Brendan O'Connor: Jailing of rapist is a victory for all victims
The letter of the law deferred to the spirit of humanity when Judge Carney sent Patrick O'Brien to prison
THERE was a disturbing undercurrent to the story of Fiona Doyle's abuse. Fiona has spoken about how, at the age of eight, she was known as her father's whore. Elsewhere, Fiona has said that her own mother would actually refer to as a whore, when she was beating her. It is a strange thing to call a child, isn't it?
But in fact Fiona Doyle thinks that her mother, who seems, as far as we can see, to be still standing by her husband, knew about the abuse. Can a woman really know that her husband is raping her daughter every time she goes to bingo and not do anything about it for nine years? Can that mother actually, in some weird way, blame the young girl? Can she really, as Fiona Doyle thinks, cast this young girl as the "other woman" in the marriage, as if a young child can be a temptress who seduces her own father, a sexual rival to the mother?

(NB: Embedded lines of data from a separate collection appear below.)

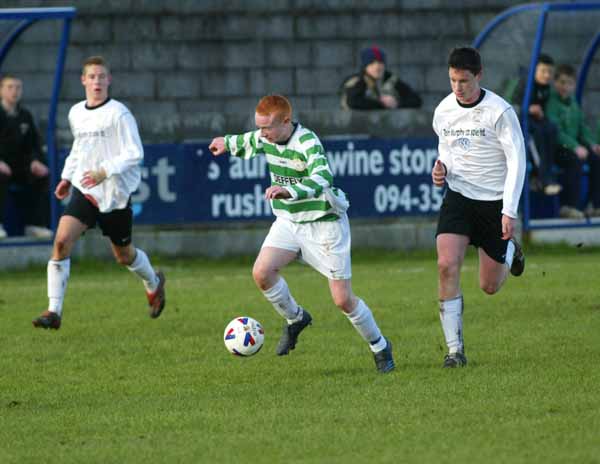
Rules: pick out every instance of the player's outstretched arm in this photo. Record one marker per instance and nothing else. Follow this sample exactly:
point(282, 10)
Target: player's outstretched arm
point(62, 189)
point(92, 178)
point(217, 146)
point(438, 173)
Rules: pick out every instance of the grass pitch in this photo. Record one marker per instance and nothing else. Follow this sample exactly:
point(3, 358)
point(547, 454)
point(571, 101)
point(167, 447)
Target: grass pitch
point(113, 386)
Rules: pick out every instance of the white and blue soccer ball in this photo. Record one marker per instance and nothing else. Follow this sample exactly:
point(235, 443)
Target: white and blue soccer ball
point(244, 336)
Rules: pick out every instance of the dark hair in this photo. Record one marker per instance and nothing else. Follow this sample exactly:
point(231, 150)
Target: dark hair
point(565, 70)
point(545, 59)
point(466, 58)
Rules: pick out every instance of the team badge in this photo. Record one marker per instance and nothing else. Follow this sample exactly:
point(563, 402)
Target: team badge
point(476, 114)
point(298, 165)
point(463, 143)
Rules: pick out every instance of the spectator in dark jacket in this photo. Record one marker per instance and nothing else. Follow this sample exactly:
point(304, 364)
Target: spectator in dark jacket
point(23, 172)
point(374, 88)
point(543, 143)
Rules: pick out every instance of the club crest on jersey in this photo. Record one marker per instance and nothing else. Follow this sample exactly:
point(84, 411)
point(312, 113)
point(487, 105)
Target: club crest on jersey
point(476, 114)
point(463, 143)
point(298, 165)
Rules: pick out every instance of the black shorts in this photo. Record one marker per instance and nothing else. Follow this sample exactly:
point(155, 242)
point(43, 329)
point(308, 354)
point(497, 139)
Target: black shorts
point(479, 220)
point(116, 224)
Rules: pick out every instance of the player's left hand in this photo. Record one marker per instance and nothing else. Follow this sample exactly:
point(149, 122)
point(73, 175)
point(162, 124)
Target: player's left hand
point(276, 191)
point(38, 169)
point(92, 178)
point(508, 227)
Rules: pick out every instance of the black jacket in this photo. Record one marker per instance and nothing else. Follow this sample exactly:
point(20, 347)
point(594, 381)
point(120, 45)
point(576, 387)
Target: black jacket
point(361, 92)
point(20, 142)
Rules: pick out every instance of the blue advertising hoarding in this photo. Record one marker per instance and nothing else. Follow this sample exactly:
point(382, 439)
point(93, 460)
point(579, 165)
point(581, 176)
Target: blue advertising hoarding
point(185, 183)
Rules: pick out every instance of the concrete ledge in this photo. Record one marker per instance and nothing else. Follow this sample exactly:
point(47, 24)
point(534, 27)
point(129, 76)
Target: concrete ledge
point(589, 236)
point(15, 253)
point(216, 243)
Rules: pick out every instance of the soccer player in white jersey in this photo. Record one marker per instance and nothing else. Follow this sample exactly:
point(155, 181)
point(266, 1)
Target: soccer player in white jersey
point(311, 222)
point(103, 170)
point(482, 161)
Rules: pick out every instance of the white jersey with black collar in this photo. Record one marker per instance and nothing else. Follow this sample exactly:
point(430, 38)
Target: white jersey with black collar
point(482, 147)
point(107, 137)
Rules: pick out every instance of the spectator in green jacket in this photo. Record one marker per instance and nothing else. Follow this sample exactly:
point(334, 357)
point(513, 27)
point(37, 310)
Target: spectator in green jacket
point(577, 146)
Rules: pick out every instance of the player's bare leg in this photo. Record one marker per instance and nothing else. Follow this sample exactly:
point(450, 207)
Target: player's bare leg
point(59, 267)
point(266, 275)
point(492, 274)
point(361, 317)
point(451, 249)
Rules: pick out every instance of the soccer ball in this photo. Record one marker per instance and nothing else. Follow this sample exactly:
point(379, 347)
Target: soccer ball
point(244, 336)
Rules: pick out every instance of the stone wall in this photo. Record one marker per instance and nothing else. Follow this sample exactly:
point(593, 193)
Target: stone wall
point(190, 69)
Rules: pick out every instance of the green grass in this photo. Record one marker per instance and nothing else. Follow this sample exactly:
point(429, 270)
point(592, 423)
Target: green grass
point(113, 386)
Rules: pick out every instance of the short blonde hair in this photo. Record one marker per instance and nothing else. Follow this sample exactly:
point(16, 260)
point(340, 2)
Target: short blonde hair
point(275, 104)
point(95, 60)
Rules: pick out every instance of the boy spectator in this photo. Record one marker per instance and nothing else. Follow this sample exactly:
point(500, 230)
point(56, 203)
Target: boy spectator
point(23, 171)
point(577, 146)
point(543, 143)
point(374, 88)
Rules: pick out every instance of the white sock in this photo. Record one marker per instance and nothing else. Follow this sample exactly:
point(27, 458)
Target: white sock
point(363, 321)
point(142, 267)
point(282, 300)
point(510, 253)
point(451, 318)
point(58, 275)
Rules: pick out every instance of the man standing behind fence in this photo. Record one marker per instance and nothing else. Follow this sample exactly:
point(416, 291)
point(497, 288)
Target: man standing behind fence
point(104, 170)
point(23, 171)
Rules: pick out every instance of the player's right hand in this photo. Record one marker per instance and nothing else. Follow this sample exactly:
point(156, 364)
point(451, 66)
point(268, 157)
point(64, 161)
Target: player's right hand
point(5, 169)
point(62, 189)
point(217, 146)
point(438, 173)
point(581, 152)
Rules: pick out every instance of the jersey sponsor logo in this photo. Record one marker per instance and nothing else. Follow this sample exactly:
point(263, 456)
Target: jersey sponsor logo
point(298, 165)
point(476, 114)
point(463, 143)
point(474, 132)
point(284, 180)
point(85, 134)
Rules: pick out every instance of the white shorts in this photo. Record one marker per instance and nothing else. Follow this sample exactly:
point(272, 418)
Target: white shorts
point(324, 245)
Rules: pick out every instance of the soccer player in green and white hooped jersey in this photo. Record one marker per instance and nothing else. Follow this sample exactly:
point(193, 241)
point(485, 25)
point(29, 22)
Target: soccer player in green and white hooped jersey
point(311, 222)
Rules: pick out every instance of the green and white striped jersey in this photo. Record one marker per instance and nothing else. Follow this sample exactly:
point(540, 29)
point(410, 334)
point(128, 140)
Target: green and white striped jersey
point(301, 167)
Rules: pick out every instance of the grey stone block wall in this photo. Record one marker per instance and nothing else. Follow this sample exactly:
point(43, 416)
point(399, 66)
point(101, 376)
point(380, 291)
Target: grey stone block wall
point(188, 67)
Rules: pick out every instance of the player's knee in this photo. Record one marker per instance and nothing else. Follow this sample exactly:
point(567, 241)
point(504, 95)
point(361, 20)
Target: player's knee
point(61, 247)
point(124, 257)
point(489, 287)
point(344, 301)
point(447, 267)
point(262, 276)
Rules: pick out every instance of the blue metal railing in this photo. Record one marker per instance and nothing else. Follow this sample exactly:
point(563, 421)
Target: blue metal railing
point(544, 9)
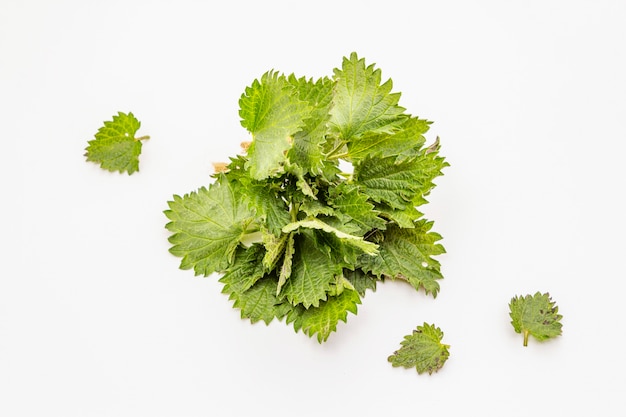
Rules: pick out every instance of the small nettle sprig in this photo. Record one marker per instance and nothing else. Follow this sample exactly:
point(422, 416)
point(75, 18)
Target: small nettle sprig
point(115, 146)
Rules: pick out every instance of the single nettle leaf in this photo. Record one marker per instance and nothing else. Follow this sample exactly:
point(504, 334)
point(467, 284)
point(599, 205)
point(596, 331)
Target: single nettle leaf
point(353, 208)
point(386, 181)
point(208, 225)
point(312, 273)
point(269, 206)
point(407, 254)
point(306, 151)
point(246, 269)
point(404, 143)
point(422, 350)
point(323, 320)
point(360, 280)
point(260, 301)
point(361, 103)
point(404, 218)
point(115, 147)
point(431, 165)
point(272, 112)
point(535, 315)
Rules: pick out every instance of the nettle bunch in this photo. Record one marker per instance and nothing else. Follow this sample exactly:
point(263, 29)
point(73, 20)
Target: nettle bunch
point(321, 206)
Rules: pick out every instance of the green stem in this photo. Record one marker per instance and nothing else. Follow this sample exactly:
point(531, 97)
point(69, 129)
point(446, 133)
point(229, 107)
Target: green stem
point(331, 154)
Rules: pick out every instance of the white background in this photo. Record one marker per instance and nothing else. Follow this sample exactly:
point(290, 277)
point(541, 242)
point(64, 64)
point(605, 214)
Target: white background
point(96, 319)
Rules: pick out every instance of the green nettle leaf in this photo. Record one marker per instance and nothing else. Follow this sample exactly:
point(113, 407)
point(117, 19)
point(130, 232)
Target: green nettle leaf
point(269, 205)
point(422, 350)
point(404, 143)
point(312, 273)
point(306, 151)
point(351, 240)
point(408, 254)
point(272, 112)
point(323, 320)
point(535, 315)
point(361, 103)
point(208, 225)
point(354, 208)
point(385, 181)
point(115, 147)
point(246, 269)
point(260, 302)
point(293, 235)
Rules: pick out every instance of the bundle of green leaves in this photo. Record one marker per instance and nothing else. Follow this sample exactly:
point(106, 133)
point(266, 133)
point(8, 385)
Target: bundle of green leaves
point(321, 206)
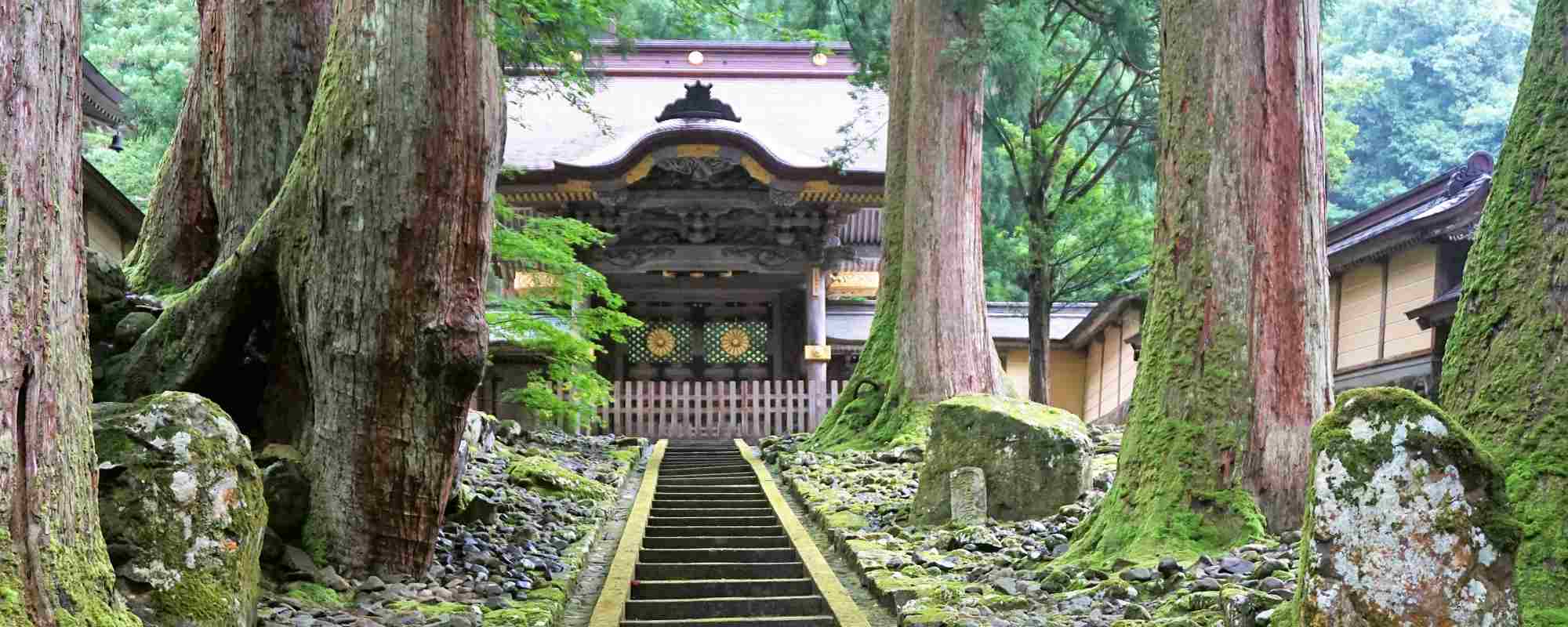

This disturbing thread was evidenced too in the mention of how Fiona Doyle dressed as a child. Patrick O'Brien had initially denied that he had raped his daughter as a matter of course for almost a decade. He claimed that his daughter was making up the accusations because, in his words, "I was very hard on her because of the way she was dressing". Again the suggestion that this young girl was some kind of tramp, who dressed inappropriately. Indeed, in this lie, Patrick O'Brien very much portrays himself as an upright man trying to protect his daughter, the "whore", from inviting unwanted attention. There is an undercurrent there that suggests she was "asking for it" in the way she dressed.